My first step into IT was to escape a rogue boss, who handled both male and female employees equally, resulting in my predecessor taking a case to tribunal. The local university offered postgraduate qualifications in both IT and accountancy. The first year of IT counted towards both, so I took the path of least resistance. After a year creating expert systems and researching Artificial Life, my choice was made.

Having settled into a technical role with a major network provider, I expressed an interest in moving into the security team, only to be told “you can’t have that job, it’s Dave’s job”. When I insisted, a second opening was found and Dave became a much-valued colleague and friend. When I was promoted to lead the team, it emerged that my salary even after promotion was well below Dave’s and rapid adjustments had to be made.

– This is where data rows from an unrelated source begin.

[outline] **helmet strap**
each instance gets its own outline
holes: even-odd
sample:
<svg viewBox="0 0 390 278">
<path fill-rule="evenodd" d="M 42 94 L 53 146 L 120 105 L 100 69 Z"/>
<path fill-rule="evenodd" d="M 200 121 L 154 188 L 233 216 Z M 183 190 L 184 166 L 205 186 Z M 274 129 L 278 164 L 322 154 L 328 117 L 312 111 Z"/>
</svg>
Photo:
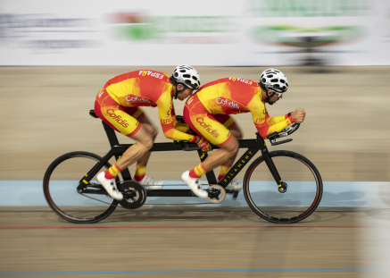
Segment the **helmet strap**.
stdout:
<svg viewBox="0 0 390 278">
<path fill-rule="evenodd" d="M 186 89 L 187 89 L 187 88 L 186 86 L 184 86 L 183 84 L 181 84 L 181 85 L 183 85 L 184 88 L 178 90 L 178 84 L 176 85 L 175 99 L 178 99 L 178 94 L 180 94 L 180 93 L 184 92 Z"/>
<path fill-rule="evenodd" d="M 268 95 L 268 89 L 267 89 L 266 91 L 267 91 L 267 94 L 266 94 L 267 97 L 264 99 L 264 102 L 266 102 L 266 103 L 268 103 L 269 105 L 270 105 L 268 101 L 269 101 L 270 98 L 271 98 L 273 96 L 275 96 L 276 93 L 275 93 L 275 92 L 272 92 L 272 95 L 269 96 L 269 95 Z"/>
</svg>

At around this time I worked alongside a firewall consultant, whose best client had bandwidth beyond our wildest imaginings. She needed cutting edge technology to protect her revenues while engaged in the world’s oldest profession. This consultant, known to use the same password on every system, later put the first firewall into 10 Downing Street. In recent years, I have had the opportunity to research (in a professional capacity) the importance of digital identity in the context of adult services, highlighting the sheer scale of this industry and the important role of technology in this area.

When I first joined Consult Hyperion in 2006, I was asked to organise a workshop for identity experts from across Europe. It was a great opportunity and a real inspiration when Angela Sasse, a leading light in HCI, spoke about the importance of both women and men contributing to systems which are to serve the public. One of my favourite feminists, another Dave, was later to highlight the peculiar assumptions behind some technologies. For instance, the concept of the smart home managed remotely by a man on the move. It may work for people living alone but the ability to turn the lights off or the heating down while partners or family members are at home is not so great.

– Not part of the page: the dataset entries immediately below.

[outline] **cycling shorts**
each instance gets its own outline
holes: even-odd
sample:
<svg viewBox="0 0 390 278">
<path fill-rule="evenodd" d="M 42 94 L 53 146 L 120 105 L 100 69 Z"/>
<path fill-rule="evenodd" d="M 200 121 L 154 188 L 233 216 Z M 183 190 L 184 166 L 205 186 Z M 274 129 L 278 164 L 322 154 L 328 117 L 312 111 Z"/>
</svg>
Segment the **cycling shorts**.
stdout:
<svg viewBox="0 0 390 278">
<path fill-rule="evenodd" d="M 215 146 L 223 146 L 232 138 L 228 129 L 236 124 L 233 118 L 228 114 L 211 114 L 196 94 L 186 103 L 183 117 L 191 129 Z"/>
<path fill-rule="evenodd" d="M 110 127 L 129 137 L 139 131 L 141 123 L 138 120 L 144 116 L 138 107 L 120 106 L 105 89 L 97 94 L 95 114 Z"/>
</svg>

We are lucky at CHYP to have a diverse and highly skilled team working in Hyperlab, including a Dave. His working proof that an EMV contactless transaction could be completed in under 500ms in a live transit environment was critical to the adoption of the technology by Transport for London, which in turn contributed to the wider implementation of contactless payments. He has also worked on financial inclusion projects in both the UK and Africa, enabling aid to be distributed to farmers in remote areas.

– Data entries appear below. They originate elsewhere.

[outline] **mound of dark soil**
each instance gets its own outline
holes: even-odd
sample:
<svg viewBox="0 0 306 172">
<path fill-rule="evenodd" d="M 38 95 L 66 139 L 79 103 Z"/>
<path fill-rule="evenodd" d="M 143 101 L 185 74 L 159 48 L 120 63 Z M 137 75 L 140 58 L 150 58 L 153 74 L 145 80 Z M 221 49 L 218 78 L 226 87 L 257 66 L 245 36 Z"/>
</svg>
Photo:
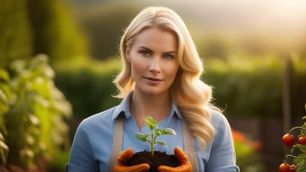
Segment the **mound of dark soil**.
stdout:
<svg viewBox="0 0 306 172">
<path fill-rule="evenodd" d="M 148 163 L 150 165 L 150 172 L 155 172 L 157 167 L 161 165 L 175 167 L 179 165 L 179 162 L 174 155 L 168 155 L 165 152 L 154 151 L 154 155 L 148 151 L 136 152 L 127 162 L 127 166 L 132 166 L 141 163 Z"/>
</svg>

On a personal level, it is always good to see more women joining the industry. It’s a great place to work, with constant change and exciting new challenges. I respect initiatives such as Microsoft’s Girls in STEM[2], although it has caused upset in my household, as my son was very disappointed that there was no equivalent for Boys in STEM. He has a truly inspirational IT teacher, who spent much of her career working in the industry and is equally at home with coding and infrastructure (or ‘the boring stuff’, as my son likes to call my main area of interest). Despite every possible encouragement, there are no girls taking Computer Science in his year. The local girls’ school does not even offer the subject at A level. However, whatever profession you adopt, chances are you will need technology to achieve your goals. At a time of huge opportunity, it is important to remember that there are many different paths into a career in technology. For instance, privacy requires strong legal and technical underpinnings. It is therefore vital that from the earliest years, we encourage children to engage with technology in whatever way best suits their own individual passions.

I’ve run up against some interesting attitudes in my working life: “you don’t look like a techie[3]”, “girls can’t do firewalls”, “a female consultant?” and, disappointingly, female colleagues refusing to take on “men’s work”. Having spent my formative years around a boys’ prep school, where women were mostly ‘below stairs’, I learned early to take this kind of thing in my stride.

[1] In this article, the term ‘Dave’ is used to denote anyone with the given name of ‘David’.



To paraphrase Plato: the cost of not taking part is to be subject to the decisions of those less capable than you.